Quote:
Originally Posted by visitnag
I have a print file of 1.5gb. In that each page will have a header and a line starts like "Servicing Branch : XXX1" and it follows 37 lines. we have 23 different branch names like XXX1,XXX2... so on. The problem is the data of everybranch is not placed in a sequence. Suppose one page contains XXX1 branch data and next page contains XXX2... so everything is jumbled.
Now i want to get the data of a particular branch in continuous pages...then another branch data will come.
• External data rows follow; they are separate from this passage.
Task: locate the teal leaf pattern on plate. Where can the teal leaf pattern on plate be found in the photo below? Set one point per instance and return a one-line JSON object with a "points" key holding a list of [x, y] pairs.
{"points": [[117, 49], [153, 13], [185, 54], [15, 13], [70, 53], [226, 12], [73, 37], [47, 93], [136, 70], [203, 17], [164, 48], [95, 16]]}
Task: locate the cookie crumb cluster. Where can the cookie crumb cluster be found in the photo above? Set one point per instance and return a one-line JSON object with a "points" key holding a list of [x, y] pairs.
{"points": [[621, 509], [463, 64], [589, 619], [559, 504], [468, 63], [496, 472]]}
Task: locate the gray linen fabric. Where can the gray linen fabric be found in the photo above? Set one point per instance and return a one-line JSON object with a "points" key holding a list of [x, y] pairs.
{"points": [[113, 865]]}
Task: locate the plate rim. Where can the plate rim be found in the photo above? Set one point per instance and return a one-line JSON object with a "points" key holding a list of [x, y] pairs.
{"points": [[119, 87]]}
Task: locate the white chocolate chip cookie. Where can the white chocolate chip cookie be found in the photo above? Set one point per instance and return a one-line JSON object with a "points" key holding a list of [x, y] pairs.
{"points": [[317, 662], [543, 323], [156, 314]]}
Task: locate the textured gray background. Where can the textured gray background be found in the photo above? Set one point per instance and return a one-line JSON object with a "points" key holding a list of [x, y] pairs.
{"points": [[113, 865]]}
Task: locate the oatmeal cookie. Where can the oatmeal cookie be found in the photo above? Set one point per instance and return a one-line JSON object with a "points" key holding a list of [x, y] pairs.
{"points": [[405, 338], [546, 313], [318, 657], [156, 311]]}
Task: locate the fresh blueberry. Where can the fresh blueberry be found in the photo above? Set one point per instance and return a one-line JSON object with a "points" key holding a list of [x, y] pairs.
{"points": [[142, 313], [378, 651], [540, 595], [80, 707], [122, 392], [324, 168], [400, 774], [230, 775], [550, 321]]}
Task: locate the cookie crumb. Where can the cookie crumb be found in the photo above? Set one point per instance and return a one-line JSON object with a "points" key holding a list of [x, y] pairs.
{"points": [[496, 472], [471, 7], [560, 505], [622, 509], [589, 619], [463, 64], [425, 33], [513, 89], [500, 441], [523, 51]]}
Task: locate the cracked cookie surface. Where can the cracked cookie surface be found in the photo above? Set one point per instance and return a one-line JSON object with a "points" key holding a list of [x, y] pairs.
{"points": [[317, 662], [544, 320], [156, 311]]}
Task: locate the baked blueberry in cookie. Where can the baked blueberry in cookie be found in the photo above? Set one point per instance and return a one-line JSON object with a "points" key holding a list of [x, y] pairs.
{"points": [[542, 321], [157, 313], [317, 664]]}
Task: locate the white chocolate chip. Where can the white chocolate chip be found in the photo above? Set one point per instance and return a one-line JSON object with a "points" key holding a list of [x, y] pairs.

I tried with grep command like grep -A37 "Servicing Branch : XXX1" > xy.
is there any method to sort this data branch order?
|
Depends on what constitutes a page. If it's a form-feed
character "014 12 0C FF '\f' (form feed)" you may
be able to use that as a separator in awk.
Something like the following would work (I've created a little sample
and ran this against it, the ^L is the visual representation of the
form-feed), the script rips the big file into named chunks, one per
branch:
Code:
awk 'BEGIN{RS="\f";FS="\n"} {file=gensub(/Servicing Branch *: +([^ \t]+)/, "\\1", 1, $1); print $0 >> file}' large_file
Code:
$ ls -l
total 4
-rw-r--r-- 1 tink tink 395 2008-06-21 07:48 large_file
$ view largefile
Servicing Branch : XXX1
Yadda
Yadda
More yadda ...
^L Servicing Branch : XXX2
Yadda
Yadda
More yadda ...
^L Servicing Branch : XXX1
Yadda
Yadda
More yadda ...
^L Servicing Branch : XXX3
Yadda
Yadda
More yadda ...
^L Servicing Branch : XXX7
Yadda
Yadda
More yadda ...
^L Servicing Branch : XXX1
Yadda
Yadda
More yadda ...
$ awk 'BEGIN{RS="\f";FS="\n"} {file=gensub(/Servicing Branch *: +([^ \t]+)/, "\\1", 1, $1); print $0 >> file}' large_file
$ ls -l
-rw-r--r-- 1 tink tink 198 2008-06-21 07:53 XXX1
-rw-r--r-- 1 tink tink 66 2008-06-21 07:53 XXX2
-rw-r--r-- 1 tink tink 66 2008-06-21 07:53 XXX3
-rw-r--r-- 1 tink tink 66 2008-06-21 07:53 XXX7
-rw-r--r-- 1 tink tink 395 2008-06-21 07:48 large_file
You can then print those individually.
Cheers,
Tink